Elle se souvient d’un tas de choses 
dont elle ne se souvient pas vraiment. 
Elle n’a tenu aucune des promesses 
d’une allure qui faisait d’elle une élève miraculeuse. 
Maigre du visage, des bras et des jambes, 
les joues aussi fripées que ses cheveux 
sont en baguette de tambour, elle a perdu 
ces yeux qui interrogeaient. 
Ils lui servent maintenant 
à contempler dans la file le dos qui la précède.  
 

 
près du flipper 
 
Jeunes mecs autour d’une bière, 
mutiques et anguleux comme si leur âme 
avait quelque chose d’un bois tordu. 
Avec des épouses le menton 
sur des poignets d’une autre planète, 
cette race de mâles peuple les villages, 
construit des charpentes, 
remplit des caddies et vous indique le chemin 
avec des tournures révélatrices 
d’une intégration parfaite à nos mœurs. 
Pourtant, que la chasse reprenne et elle redevient 
capable de tout, notamment d’abattre 
un chien fidèle ayant perdu l’odorat.  
 

 
crypte 
 
Époux l’un contre l’autre endormis, 
aussi parfaitement sereins 
que si toujours ils avaient joui ensemble, 
que si l’éternité était un sommeil. 
Émus, des amoureux sortent au grand jour. 
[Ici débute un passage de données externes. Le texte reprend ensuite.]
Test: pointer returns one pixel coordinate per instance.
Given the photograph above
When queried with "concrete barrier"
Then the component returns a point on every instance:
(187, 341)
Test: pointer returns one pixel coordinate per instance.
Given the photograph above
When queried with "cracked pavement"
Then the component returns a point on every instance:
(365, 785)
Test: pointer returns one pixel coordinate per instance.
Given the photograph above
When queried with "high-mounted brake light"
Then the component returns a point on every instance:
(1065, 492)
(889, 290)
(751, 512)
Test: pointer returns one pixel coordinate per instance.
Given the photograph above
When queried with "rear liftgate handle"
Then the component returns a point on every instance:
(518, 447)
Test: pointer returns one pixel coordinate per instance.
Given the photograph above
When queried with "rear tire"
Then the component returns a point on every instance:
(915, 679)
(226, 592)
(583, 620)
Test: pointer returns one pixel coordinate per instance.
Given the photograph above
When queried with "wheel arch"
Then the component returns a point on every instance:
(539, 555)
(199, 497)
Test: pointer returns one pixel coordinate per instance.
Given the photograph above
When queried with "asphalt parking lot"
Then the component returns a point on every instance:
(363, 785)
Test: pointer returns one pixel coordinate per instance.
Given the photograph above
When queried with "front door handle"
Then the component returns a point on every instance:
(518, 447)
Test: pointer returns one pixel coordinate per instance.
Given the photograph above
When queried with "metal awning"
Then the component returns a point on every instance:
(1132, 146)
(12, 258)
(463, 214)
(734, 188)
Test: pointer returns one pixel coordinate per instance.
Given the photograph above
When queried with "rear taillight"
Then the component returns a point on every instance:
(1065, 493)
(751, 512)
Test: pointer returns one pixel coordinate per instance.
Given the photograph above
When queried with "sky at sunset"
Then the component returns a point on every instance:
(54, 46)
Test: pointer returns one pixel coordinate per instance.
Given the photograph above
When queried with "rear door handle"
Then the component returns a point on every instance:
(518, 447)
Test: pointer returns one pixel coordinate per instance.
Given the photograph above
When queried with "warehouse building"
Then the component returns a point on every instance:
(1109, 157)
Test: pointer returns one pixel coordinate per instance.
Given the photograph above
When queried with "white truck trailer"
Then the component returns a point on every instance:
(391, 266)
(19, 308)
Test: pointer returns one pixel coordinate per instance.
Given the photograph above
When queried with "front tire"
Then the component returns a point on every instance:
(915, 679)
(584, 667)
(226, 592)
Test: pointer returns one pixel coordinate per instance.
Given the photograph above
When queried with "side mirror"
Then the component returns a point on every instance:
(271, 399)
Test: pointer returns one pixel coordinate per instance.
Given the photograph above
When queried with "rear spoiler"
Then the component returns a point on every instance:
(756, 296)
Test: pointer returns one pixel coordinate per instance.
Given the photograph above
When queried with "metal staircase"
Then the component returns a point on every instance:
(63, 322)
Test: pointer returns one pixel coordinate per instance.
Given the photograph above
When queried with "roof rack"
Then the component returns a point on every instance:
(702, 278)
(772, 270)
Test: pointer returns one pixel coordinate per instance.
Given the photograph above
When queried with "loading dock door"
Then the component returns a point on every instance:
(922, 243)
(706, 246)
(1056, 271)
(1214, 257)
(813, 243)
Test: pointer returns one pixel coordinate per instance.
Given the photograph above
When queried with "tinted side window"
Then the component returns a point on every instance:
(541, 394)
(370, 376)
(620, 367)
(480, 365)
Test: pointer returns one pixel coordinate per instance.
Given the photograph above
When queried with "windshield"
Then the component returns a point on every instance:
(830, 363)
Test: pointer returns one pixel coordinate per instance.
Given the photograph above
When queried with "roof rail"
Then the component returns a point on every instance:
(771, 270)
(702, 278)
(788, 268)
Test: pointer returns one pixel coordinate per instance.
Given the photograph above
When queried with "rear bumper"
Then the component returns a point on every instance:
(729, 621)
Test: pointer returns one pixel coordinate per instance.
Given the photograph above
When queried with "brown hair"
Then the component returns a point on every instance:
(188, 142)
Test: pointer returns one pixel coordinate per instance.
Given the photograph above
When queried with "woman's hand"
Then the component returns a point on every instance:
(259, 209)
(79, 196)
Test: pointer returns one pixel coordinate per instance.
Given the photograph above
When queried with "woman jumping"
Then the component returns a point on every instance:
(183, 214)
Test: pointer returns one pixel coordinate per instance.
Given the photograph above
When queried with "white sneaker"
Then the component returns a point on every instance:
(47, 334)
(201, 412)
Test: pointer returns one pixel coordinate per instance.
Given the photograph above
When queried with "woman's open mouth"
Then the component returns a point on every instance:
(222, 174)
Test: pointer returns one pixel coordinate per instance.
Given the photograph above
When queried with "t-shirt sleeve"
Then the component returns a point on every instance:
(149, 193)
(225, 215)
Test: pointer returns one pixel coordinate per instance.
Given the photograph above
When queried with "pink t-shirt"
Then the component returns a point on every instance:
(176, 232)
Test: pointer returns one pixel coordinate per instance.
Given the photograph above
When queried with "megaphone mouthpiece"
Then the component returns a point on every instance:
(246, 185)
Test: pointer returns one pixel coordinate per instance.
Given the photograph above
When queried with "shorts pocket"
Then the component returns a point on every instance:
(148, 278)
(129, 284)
Les tulipes, les pivoines manifestent une attente… 
Ils sont des comédiens qui vont reprendre le rôle 
et se demandent comment faire mieux. 
 
Gérard Noiret, Autoportrait au soleil couchant, partie sous la signature de Viviane Ledéra, p.63, 64, 78 et 79, éditions Obsidiane, 2011. 
 
 
[Choix d’Ariane Dreyfus] 
 
Gérard Noiret dans Poezibao :  
bio-bibliographie, ext. 1, autoportrait au soleil couchant (A. Emaz)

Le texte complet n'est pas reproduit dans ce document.